10. DIMENSÃO HUMANA DO MISTÉRIO DA REDENÇÃO

O homem não pode viver sem amor. Ele permanece para si próprio um ser incompreensível e a sua vida é destituída de sentido, se não lhe for revelado o amor, se ele não se encontra com o amor, se o não experimenta e se o não torna algo seu próprio, se nele não participa vivamente. E por isto precisamente Cristo Redentor, como já foi dito acima, revela plenamente o homem ao próprio homem. Esta é — se assim é lícito exprimir-se — a dimensão humana do mistério da Redenção. Nesta dimensão o homem reencontra a grandeza, a dignidade e o valor próprios da sua humanidade. No mistério da Redenção o homem é novamente «reproduzido» e, de algum modo, é novamente criado. Ele é novamente criado! «Não há judeu nem gentio, não há escravo nem livre, não há homem nem mulher: todos vós sois um só em Cristo Jesus» . O homem que quiser compreender-se a si mesmo profundamente — não apenas segundo imediatos, parciais, não raro superficiais e até mesmo só aparentes critérios e medidas do próprio ser — deve, com a sua inquietude, incerteza e também fraqueza e pecaminosidade, com a sua vida e com a sua morte, aproximar-se de Cristo. Ele deve, por assim dizer, entrar n'Ele com tudo o que é em si mesmo, deve «apropriar-se» e assimilar toda a realidade da Encarnação e da Redenção, para se encontrar a si mesmo.

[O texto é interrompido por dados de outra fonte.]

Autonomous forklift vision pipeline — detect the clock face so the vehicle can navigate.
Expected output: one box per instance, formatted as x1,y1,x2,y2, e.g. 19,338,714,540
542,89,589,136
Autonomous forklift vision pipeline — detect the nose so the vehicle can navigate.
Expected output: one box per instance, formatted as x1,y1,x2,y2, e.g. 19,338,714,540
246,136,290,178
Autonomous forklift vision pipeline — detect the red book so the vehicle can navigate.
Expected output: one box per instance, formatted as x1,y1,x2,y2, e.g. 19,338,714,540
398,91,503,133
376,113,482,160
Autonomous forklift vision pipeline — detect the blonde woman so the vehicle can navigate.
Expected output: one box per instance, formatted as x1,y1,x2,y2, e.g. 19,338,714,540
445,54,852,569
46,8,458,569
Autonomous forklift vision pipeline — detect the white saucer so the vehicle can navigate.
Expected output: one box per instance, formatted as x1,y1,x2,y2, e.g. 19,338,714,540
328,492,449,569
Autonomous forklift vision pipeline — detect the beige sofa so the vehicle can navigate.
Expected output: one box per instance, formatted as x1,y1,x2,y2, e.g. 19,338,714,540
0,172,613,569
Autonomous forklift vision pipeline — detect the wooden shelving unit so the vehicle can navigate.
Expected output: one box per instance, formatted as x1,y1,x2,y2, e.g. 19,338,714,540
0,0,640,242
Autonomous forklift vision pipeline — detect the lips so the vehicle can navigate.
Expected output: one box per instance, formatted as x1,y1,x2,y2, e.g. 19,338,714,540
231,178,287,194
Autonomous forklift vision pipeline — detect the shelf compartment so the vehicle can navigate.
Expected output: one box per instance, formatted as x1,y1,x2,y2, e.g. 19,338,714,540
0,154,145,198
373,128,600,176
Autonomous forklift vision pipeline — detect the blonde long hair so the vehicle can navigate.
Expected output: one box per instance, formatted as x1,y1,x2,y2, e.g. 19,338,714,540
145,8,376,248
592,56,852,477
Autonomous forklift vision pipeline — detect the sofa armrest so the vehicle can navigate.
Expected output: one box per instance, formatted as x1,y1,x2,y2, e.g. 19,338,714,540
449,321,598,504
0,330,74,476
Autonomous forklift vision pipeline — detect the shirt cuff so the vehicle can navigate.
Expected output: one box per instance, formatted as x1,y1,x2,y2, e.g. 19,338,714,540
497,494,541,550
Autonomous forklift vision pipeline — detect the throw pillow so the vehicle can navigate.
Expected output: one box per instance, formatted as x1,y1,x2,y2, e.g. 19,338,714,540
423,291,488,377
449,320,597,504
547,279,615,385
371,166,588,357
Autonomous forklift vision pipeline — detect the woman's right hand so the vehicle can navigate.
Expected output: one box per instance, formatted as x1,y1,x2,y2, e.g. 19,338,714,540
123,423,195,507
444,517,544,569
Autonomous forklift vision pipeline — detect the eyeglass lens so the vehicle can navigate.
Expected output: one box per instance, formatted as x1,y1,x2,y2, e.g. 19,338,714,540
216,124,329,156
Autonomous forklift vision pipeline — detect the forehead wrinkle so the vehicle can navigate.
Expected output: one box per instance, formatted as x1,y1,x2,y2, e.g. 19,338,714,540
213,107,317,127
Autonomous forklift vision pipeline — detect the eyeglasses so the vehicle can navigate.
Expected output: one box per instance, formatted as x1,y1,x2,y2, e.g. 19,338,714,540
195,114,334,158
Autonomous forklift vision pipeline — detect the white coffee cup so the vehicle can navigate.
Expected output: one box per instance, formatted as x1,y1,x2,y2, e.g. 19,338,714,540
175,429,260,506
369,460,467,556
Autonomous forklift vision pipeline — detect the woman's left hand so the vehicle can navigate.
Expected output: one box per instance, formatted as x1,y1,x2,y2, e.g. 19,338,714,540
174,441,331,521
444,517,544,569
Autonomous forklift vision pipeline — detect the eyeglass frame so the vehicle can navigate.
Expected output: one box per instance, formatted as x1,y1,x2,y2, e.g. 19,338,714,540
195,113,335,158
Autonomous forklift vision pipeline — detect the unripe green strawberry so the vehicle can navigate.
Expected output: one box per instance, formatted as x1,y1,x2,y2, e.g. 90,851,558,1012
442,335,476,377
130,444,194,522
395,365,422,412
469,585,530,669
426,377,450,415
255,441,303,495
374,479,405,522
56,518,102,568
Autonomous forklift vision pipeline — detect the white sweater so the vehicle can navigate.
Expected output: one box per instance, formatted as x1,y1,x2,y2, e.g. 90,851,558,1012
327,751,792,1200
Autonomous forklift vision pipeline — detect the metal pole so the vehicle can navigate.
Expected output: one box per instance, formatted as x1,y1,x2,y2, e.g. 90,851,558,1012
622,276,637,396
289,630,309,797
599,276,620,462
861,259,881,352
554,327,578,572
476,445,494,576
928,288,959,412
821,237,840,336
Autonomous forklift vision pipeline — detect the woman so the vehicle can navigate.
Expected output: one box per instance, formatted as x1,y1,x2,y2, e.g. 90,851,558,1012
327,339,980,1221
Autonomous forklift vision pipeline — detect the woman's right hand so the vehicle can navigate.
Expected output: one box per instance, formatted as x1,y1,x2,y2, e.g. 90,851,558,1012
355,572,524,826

Se no homem se actuar este processo profundo, então ele produz frutos, não somente de adoração de Deus, mas também de profunda maravilha perante si próprio. Que grande valor deve ter o homem aos olhos do Criador, se «mereceu ter um tal e tão grande Redentor» , se «Deus deu o seu Filho», para que ele, o homem, «não pereça, mas tenha a vida eterna» .

Na realidade, aquela profunda estupefacção a respeito do valor e dignidade do homem chama-se Evangelho, isto é a Boa Nova. Chama-se também Cristianismo. Uma tal estupefacção determina a missão da Igreja no mundo, também, e talvez mais ainda, «no mundo contemporâneo». Tal estupefacção e conjuntamente persuasão e certeza, que na sua profunda raiz é a certeza da fé, mas que de um modo recôndito e misterioso vivifica todos os aspectos do humanismo autêntico, está intimamente ligada a Cristo. Ela estabelece também o lugar do mesmo Jesus Cristo — se assim se pode dizer — o seu particular direito de cidadania na história do homem e da humanidade. A Igreja, que não cessa de contemplar o conjunto do mistério de Cristo, sabe com toda a certeza da fé, que a Redenção que se verificou por meio da Cruz, restituíu definitivamente ao homem a dignidade e o sentido da sua existência no mundo, sentido que ele havia perdido em considerável medida por causa do pecado. E por isso a Redenção realizou-se no mistério pascal, que, através da cruz e da morte, conduz à ressurreição.

A tarefa fundamental da Igreja de todos os tempos e, de modo particular, do nosso, é a de dirigir o olhar do homem e de endereçar a consciência e experiência de toda a humanidade para o mistério de Cristo, de ajudar todos os homens a ter familiaridade com a profundidade da Redenção que se verifica em Cristo Jesus. Simultaneamente, toca-se também a esfera mais profunda do homem, a esfera — queremos dizer — dos corações humanos, das consciências humanas e das vicissitudes humanas.